松平春嶽。
徳川一門でありながら、幕府にしがみつかなかった男。
将軍の座を狙わず、ただ、「日本のかたち」を案じ続けた。
開国か、攘夷か。
幕府か、倒幕か。
多くが剣を抜き、拳を握る中で、春嶽は静かに知恵を磨いた。
歴史の表舞台にはあまり出ない。
けれど、多くの“あの決断”の背後に、この男の影があった。
幕末の名門・福井藩主にして、徳川一門
松平春嶽は、1810年に江戸で生まれる。
将軍家とも縁の深い、徳川家の一族。
福井藩(越前松平家)を継ぎ、若くして藩主となった。
だが、その人生は安泰ではなかった。
藩財政は逼迫し、改革は待ったなし。
春嶽は、思い切った人材登用を進める。
橋本左内、由利公正――
のちの明治を支える若者たちに、自由に意見を言わせた。
彼にとって、家柄や年齢は問題ではなかった。
「今、必要な者を使う」
それが、春嶽の信念だった。
黒船と開国の衝撃。
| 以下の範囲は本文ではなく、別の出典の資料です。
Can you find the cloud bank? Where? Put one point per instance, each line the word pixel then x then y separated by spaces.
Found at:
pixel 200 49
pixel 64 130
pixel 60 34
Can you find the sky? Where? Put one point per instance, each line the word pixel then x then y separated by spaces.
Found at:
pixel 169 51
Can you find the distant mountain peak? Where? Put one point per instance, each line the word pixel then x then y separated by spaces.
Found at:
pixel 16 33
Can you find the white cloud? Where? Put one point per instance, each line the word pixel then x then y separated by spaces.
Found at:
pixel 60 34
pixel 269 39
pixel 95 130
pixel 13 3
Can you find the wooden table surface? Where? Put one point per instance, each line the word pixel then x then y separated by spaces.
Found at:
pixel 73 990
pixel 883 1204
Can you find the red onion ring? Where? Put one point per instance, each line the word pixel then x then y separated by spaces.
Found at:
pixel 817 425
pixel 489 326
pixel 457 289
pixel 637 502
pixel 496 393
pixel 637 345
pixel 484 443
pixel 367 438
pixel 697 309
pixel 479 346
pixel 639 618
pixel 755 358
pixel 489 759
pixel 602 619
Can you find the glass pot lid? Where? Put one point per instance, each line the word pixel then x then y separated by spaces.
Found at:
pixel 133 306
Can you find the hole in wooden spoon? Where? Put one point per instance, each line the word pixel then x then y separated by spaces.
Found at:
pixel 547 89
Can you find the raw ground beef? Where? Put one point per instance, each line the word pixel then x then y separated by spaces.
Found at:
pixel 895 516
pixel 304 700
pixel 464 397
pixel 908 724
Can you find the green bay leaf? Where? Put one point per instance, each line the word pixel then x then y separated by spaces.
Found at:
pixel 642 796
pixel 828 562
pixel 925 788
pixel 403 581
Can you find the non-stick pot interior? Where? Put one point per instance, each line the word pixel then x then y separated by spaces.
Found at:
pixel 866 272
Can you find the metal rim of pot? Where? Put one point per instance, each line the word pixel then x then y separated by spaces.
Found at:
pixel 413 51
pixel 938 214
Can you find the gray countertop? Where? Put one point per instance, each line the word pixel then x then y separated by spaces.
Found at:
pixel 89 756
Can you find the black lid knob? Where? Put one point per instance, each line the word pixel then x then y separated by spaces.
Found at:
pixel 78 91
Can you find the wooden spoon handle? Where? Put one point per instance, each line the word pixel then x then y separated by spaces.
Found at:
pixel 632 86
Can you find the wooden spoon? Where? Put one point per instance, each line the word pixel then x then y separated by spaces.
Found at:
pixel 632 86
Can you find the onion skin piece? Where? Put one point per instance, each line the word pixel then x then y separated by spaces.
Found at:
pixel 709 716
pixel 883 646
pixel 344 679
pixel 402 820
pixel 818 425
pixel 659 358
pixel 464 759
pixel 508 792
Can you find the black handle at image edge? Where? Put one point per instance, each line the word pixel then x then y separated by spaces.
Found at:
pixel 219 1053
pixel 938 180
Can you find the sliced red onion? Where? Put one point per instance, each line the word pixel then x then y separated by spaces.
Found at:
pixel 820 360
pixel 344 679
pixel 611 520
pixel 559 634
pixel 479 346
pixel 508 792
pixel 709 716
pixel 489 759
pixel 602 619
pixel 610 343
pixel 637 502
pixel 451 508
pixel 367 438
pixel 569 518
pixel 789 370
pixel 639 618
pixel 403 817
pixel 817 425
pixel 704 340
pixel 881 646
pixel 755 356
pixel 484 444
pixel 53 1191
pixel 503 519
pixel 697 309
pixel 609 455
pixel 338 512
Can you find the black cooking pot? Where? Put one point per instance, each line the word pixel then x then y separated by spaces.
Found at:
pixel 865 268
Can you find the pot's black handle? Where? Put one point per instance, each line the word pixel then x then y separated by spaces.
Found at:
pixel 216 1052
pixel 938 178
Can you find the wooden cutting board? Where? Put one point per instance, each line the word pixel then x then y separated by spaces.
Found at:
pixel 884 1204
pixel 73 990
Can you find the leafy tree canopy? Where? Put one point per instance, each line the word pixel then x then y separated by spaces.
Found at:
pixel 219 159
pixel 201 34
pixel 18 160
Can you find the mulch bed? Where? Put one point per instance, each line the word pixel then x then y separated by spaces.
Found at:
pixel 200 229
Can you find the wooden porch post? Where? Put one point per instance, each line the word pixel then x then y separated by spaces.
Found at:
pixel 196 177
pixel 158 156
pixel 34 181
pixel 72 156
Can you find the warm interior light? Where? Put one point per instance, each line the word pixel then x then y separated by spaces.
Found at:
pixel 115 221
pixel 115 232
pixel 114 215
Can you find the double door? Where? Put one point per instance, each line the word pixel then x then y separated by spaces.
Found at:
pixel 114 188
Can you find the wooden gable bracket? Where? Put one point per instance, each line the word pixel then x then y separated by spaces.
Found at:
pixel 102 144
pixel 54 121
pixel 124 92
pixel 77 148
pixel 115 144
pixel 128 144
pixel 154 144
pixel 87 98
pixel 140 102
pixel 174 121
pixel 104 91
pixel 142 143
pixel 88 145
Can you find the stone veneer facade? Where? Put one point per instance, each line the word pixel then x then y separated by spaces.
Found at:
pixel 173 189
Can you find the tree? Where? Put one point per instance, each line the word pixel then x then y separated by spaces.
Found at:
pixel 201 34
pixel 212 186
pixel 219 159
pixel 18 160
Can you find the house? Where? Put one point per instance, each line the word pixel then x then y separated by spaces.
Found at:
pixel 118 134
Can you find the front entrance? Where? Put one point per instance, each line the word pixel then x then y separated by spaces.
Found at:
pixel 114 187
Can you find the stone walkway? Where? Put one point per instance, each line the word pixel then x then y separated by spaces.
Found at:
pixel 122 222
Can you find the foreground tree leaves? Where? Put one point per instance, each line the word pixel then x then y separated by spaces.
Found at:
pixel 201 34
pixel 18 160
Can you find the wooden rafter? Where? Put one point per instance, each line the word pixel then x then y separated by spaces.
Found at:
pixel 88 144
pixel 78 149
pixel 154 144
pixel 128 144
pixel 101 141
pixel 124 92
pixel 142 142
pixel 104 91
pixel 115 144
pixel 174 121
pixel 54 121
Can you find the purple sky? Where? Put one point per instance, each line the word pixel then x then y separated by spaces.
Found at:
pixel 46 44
決断を迫られる幕府
1853年、ペリーが浦賀に来航。
幕府は開国か攘夷かで揺れた。
春嶽は考えた。
今の日本に攘夷などできる力はない。
ならば、開国と近代化。
ただし――日本の心を忘れぬままに。
彼はそう言って、国の方針に口を出し始める。
「越前の殿様」と呼ばれた春嶽は、やがて幕政の中枢へと引き上げられる。
一橋慶喜の将軍擁立、そして政治総裁職へ
将軍を誰にするか――。
幕府最大の課題に直面したとき、春嶽は、徳川慶喜(のちの十五代将軍)を推した。
「時代の目を持つのは、この男だ」
そう信じて、一橋派をまとめた。
そして彼自身も、幕政改革を担う「政治総裁職」に就任。
だが、改革は容易ではなかった。
守旧派の反発。
長州・薩摩の動き。
混迷の中、彼は静かに、政の裏を支えた。
最後まで「中庸」を貫いた政治家
幕府にも、倒幕にも寄りすぎない。
春嶽は最後まで「中庸」を目指した。
敵を作らぬように、ではない。
どちらにも偏ってはいけない――
それが、この国を守る道だと信じていた。
彼の姿勢は、時に“優柔不断”と揶揄された。
けれど、誰よりも先に、近代国家のかたちを描いていたのは、
松平春嶽だった。
まとめ
松平春嶽は、戦場に出ることも、血で血を洗う決断をすることもなかった。
けれど、彼がいたから救われた命があった。
彼がいたから、繋がった知恵があった。
将軍ではなかった。
だが、政のど真ん中にいた。
静かに、柔らかく、強く――
彼の生き方は、まさに「幕末のもう一つの理想」だった。